On Local Variables and Inner Classes in Java

Local classes in Java, both named and anonymous, can access local variables defined in the method defining the class, as long as the variable is defined with the modifier "final". This restriction appears arbitrary, at least initially. However, it is this restriction that prevents the semantics of local classes accessing local variables from becoming unusable.

First, recall that local classes are the same as regular classes from JVM's point of view (dollar signs '$' the compiler inserts into their names do not make these classes special). However, these classes are special from the compiler's point of view, because of their syntax and the scoping rules for the variables that they access.

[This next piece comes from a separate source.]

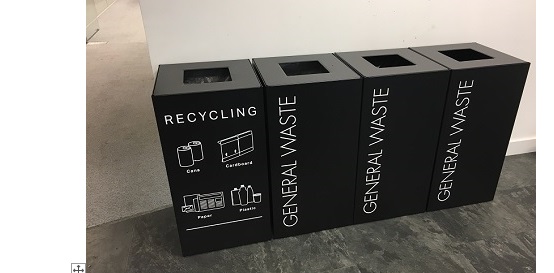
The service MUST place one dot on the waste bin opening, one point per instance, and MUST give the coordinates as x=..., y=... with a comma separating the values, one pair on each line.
x=392, y=60
x=463, y=55
x=303, y=68
x=209, y=75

The compiler performs a relatively straightforward transformation - it creates an instance variable for each local variable referenced from the methods of the class, prefixing the name with "var$". It also creates a constructor that takes one parameter for each referenced local variable, and initializes the additional instance variables with the values passed to the constructor. Finally, each access to a local variable is replaced with an access to its corresponding instance variable.

The same mechanism could have worked without requiring local variables to be declared "final": we simply need to ensure that the referenced local variable is initialized at the time the instance of the local class is created. Compiler already performs this check, so the use of "final" seems redundant. Unfortunately, relaxing this restriction would result in substantially less clear semantics, without giving much in return. Here is the code illustrating my point (obviously, it does not compile):

public static Object test() {
    String x = "x";
    class Inner {
        public String toString() {
            String tmp = x;
            x = "y";
            return tmp;
        }
    }
    Object res = new Inner();
    System.out.print(x);
    System.out.print(inner.toString());
    System.out.print(x);
    return res;
}

The problem is that nearly any programmer reading this code would expect the code to print "xxy", not "xxx", as it, no doubt, would, had the program above compiled. The reason for that is that x="y" becomes var$x="y", leaving the local variable x intact. However, the code says otherwise, because there simply isn't a second variable!

I believe that this is precisely the problem that resulted in the additional restriction, as there is no other way to hide the mechanism based on copying values. Moreover, there is no way around copying values, because instances of local classes must be able to exist outside the scope of the method that declared their local classes. The easiest way to visualize this is to think about the behavior of the Inner class once the test() method has returned - x is no longer on the stack, so it must have a copy.